Senior Research Scientist, Eli Lilly
Xiang Zhang received his BS in Statistics from the University of Science and Technology of China in 2008 and his MS/PhD in Statistics from the University of Kentucky in 2013. He joined Eli Lilly and Company in 2013 and has primarily supported medical affairs and real world evidence research across multiple disease areas. He also leads the development and implementation of advanced analytical methods to address rising challenges in real world data analysis.

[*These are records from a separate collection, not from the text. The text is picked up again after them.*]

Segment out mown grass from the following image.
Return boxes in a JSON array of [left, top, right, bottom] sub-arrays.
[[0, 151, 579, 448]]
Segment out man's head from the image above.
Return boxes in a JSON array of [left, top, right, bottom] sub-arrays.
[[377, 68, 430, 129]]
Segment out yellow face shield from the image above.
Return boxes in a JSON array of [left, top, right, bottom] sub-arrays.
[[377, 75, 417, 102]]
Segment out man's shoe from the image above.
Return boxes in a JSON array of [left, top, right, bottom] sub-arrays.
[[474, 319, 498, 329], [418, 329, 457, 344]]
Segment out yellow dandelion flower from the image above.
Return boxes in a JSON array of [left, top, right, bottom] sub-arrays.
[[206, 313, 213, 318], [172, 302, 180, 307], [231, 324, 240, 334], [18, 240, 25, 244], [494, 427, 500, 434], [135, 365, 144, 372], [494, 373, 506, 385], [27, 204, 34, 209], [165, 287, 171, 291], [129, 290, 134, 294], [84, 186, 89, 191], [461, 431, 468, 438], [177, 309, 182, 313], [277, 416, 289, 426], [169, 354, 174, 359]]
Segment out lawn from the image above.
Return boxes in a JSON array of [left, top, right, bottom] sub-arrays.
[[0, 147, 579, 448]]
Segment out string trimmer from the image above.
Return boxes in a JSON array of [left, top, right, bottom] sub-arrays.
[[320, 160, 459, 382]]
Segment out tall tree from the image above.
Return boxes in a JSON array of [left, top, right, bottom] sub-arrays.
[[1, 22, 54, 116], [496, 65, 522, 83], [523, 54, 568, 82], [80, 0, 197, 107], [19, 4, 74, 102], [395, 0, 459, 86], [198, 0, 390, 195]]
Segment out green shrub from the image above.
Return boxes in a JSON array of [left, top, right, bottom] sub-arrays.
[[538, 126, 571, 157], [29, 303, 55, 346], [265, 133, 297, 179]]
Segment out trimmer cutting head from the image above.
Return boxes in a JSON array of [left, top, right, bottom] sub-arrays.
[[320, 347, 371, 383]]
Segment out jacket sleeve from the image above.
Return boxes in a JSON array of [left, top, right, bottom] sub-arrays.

His research interests include causal inference in observational studies, unmeasured confounding assessment, and the use of real world evidence for clinical development and regulatory decisions. Currently, he is a Sr. Research Scientist at Eli Lilly and has been using SAS since 2008.
By This Author
Real World Health Care Data Analysis: Causal Methods and Implementation Using SAS®
Real world health care data from observational studies, pragmatic trials, patient registries, and databases is common and growing in use. Real World Health Care Data Analysis: Causal Methods and Implementation in SAS® brings together best practices for causal-based comparative effectiveness analyses based on real world data in a single location. Example SAS code is provided to make the analyses relatively easy and efficient.
The book also presents several emerging topics of interest, including algorithms for personalized medicine, methods that address the complexities of time varying confounding, extensions of propensity scoring to comparisons between more than two interventions, sensitivity analyses for unmeasured confounding, and implementation of model averaging.